My Name Is.. @The Tron





Max Stafford Clark recently said that the verbatim play is the most important development in theatre over the past few decades: suggesting that performance can learn a great deal from newspapers, he points to theatre's speedy response and public engagement as great ways for issues to become part of a broader debate.

It is worth mentioning that the verbatim play has no greater claim to 'truth' than any other play. Although it is based on the words of the participants (in the case of My Name Is..., the family involved in the 'tug-of-love' over a teenage girl), the very fact of its being transformed into a performance undermines its 'essential' truth. The format of theatre, the polishing by writer, actor and directors, the demands of production: all of these shift the meaning away from a faithful reproduction of 'what happened' to a more digestible, suitable for the stage.

This doesn't impact on a show's value, but does demand a particular sensitivity. In the case of My Name Is..., it means remembering that the family on stage are not identical to the family behind the story, and behind the headlines.

That family were the source that launched a thousand tabloid pontifications. When a young Scottish woman left her mother to live with her father in Pakistan, the newspaper managed to simplify this personal drama into different shades of misrepresentation. At first, dad was an Islamic fundamentalist who had nabbed her daughter. Then mum was a nut-job. George Galloway got involved (I am willing to take the complaints about his opportunism by the mother in the play at face value, because Gorgeous George is someone I do not respect anyway).

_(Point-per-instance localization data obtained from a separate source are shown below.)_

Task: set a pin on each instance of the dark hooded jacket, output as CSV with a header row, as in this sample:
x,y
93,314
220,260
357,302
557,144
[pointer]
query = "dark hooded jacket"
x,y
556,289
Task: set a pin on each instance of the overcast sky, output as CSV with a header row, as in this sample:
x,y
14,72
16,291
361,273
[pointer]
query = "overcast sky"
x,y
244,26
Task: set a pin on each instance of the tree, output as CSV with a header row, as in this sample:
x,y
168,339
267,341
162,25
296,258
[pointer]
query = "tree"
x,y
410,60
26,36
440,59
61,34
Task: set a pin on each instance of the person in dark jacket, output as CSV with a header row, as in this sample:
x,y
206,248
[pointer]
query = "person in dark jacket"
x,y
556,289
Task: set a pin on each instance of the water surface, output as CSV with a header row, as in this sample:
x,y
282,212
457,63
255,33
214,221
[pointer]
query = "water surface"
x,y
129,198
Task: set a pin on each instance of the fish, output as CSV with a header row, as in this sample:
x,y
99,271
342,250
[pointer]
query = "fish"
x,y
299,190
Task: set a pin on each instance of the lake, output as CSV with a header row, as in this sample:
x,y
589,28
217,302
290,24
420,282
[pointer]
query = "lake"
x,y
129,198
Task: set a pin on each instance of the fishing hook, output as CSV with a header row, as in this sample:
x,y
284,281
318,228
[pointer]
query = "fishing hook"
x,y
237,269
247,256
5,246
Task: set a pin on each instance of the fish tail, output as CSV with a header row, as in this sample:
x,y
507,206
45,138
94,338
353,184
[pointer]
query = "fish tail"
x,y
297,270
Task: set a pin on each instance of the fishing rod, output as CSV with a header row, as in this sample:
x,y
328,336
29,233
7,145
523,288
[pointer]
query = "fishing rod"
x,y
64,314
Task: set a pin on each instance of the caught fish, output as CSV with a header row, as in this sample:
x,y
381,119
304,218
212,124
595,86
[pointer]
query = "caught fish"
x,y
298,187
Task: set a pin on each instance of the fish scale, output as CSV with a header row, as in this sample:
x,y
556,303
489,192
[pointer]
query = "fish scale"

Sudha Bhuchar spent over five years talking to the family members, and the time and respect spent is evident. Each of the three are given the chance to explain their version, and the conflict between Islam and the West (made into a tedious clash of cultures by the press) takes on a more personal detail. The grand idealism of religious belief - and the idealism of young love - are given respect, but ultimately exposed as unrealistic. All of the characters retain dignity: while the daughter is innocent and naive, the parents attempt to pay respect to each other and their own integrity.

Bhuchar's concern is to see how the personal shaped the political, how the headlines hide a more sophisticated (and irresolvable) tapestry of life and faith. The mother tries to be a good Muslim, the father is more worried about how he appears than his wife's welfare and the pressures of racial abuse (from within and without the Islamic community) erode their efforts to grow together and raise their children.

My Name Is... has no answers, but sketches the territory with economical yet precise strokes. It lives up to Stafford Clark's maxim that verbatim theatre can learn from the newspapers, and present a topic for public debate. It goes beyond this, with a warm, humanistic compassion for the characters, and refusing to forget the intimate detail, even as it draws back to reveal the broader complexities. By giving all of the family members enough of a voice to either hang or save themselves, there is a balance of opinion, leaving plenty of space for discussion.